Saturday, May 15, 2010

Why Would An American Pastor & His Family Leave Home and A Great Church To Go To A Third-World Country and An Unreached People Group As Missionaries?

This is a great question and let me tell you--we have been asked it many a time. To answer it, let me break it down into three smaller bite-size questions...Why Missions?, Why Us?, and Why Now?

Pondering these three questions are what God really used to help Nancy, myself, and our family come to the decision to leave the pastorate to pursue overseas missions in Cameroon for the purpose of reaching an unreached people group with the Gospel of Jesus Christ.

The first question--Why Missions? is pretty cut and dry. Missions is near and dear to the heart of God and because we love God whatever is near and dear to His heart is near and dear to ours as well. As John Piper puts so well, "Missions exists because worship doesn't." So, if we want to see God worshipped in all the people groups of the earth we will be interested in missions because that is what the great task of missions is all about--engaging unreached people groups with the Gospel of Jesus Christ so God gets the glory and they get eternal joy.

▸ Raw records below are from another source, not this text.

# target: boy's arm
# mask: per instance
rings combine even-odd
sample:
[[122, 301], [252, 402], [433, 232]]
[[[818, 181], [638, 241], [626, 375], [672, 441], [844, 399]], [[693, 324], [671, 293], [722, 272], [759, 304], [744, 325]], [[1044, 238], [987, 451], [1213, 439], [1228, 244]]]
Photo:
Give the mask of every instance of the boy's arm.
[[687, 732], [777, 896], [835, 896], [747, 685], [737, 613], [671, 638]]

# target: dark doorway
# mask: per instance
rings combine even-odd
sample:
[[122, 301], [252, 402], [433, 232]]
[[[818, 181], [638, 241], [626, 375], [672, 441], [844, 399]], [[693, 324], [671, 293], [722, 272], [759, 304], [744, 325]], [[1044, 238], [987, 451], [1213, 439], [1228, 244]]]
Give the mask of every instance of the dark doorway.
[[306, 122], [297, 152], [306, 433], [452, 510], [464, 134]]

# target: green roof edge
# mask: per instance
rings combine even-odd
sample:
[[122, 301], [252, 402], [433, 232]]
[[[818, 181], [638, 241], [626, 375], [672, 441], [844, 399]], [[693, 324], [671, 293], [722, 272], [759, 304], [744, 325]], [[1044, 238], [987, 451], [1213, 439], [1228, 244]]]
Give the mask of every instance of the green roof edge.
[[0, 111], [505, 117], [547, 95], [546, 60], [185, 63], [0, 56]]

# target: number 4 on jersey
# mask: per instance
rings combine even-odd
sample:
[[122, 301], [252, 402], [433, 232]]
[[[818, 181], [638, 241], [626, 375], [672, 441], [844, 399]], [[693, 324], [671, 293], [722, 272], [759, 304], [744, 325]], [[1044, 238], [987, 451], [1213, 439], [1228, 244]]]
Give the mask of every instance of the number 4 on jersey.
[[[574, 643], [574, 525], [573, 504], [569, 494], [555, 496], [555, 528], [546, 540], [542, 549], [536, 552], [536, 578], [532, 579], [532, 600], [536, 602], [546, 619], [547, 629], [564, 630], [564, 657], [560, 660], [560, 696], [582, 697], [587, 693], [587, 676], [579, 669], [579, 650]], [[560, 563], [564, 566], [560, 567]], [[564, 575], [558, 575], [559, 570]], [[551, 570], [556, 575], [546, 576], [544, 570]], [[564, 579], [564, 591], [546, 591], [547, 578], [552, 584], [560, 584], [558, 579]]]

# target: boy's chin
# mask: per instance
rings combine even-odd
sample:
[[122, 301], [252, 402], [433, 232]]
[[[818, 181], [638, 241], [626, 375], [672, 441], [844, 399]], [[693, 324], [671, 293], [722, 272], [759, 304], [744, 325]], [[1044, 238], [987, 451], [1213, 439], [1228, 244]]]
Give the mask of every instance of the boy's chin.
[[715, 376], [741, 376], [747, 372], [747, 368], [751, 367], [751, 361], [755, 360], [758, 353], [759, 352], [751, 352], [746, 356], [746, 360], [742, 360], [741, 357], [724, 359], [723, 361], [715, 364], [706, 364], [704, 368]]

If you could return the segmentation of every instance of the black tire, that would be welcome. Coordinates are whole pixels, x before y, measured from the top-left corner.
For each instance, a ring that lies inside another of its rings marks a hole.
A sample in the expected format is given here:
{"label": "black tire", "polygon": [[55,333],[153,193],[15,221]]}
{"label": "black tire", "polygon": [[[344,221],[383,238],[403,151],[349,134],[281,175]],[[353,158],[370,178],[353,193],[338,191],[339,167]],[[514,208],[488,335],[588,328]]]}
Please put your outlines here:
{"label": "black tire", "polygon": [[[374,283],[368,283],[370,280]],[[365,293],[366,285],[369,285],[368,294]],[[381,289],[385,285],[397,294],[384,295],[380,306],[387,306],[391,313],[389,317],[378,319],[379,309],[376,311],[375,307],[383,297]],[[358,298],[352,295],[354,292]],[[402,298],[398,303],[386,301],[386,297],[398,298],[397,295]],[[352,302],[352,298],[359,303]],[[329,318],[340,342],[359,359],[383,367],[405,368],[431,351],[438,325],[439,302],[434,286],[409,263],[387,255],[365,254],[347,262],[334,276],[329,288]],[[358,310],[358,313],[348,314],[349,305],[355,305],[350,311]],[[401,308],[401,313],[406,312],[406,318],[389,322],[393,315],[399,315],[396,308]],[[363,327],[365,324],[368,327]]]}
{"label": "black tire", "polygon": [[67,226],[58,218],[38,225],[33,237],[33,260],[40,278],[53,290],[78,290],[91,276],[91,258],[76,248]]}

But what about the second question--Why Us? I mean, why leave a successful pastorate, a church that we love and loves us, people who are growing under our ministry, and the place we call home within 15 years of when most people in the U.S. retire to go to a place that many have never heard of? What in the world would possess a middle-aged couple with four kids still at home to leave all that they know, are comfortable with, and enjoy, not to mention their three older kids who are out on their own to go to an unreached and really unengaged people group to tell them about Jesus, see people come to Christ, disciple them, and start a church multiplication movement among them?

Well, I think the answer is in the question. We wouldn't be asked the question if we didn't want to go and that's the answer--we want to go! Listen, if you want to do something that not very many people want to do and in fact would not give a second thought to--maybe you should. Maybe the fact that you want to do it is indicative that God has given you a desire that is not, for lack of a better word, "natural" or "normal". Our desire to go to Cameroon and give ourselves to this challenge of reaching an unreached people group with the Gospel for the glory of The NAME is the driving force behind our going.

Secondly, we have the ability to go. Many people at our age are saddled with any number of encumbrances that prevent them from considering missions. We aren't. We are not in debt. We are not caring for aging parents. We are in excellent health and we have no binding commitments that would tie us here. All-in-all, we are free to go.

So, we have the desire to go, the ability to go, and finally--the tools to go.
We have ministry training, education, skills, experience, and the battle scars to prove it. Whereas, we have a great deal to learn about Cameroon, missions, and the unreached people group we want to live among--we are not novices when it comes to ministry. Therefore, who better to go than a couple who have taken a few laps around the block?

The last question--Why Now?--is not hard to answer when you consider that I just turned 50 last January. What that practically means is that the time we have to invest in missions is realistically between 15 to 20 years. Given the fact that it can take anywhere from one to three years to raise support and at least a year to pursue language school and hopefully pass I am looking at being almost 55 years old by the time we would get to Cameroon. While Nancy and I are hopefully getting "better", we sure aren't getting younger and thus the reason why now.

So with all this in mind, the real question we were left with was not Why Missions, Why Us, and Why Now? but rather "Why Not Missions, Why Not Us, and Why Not Now?"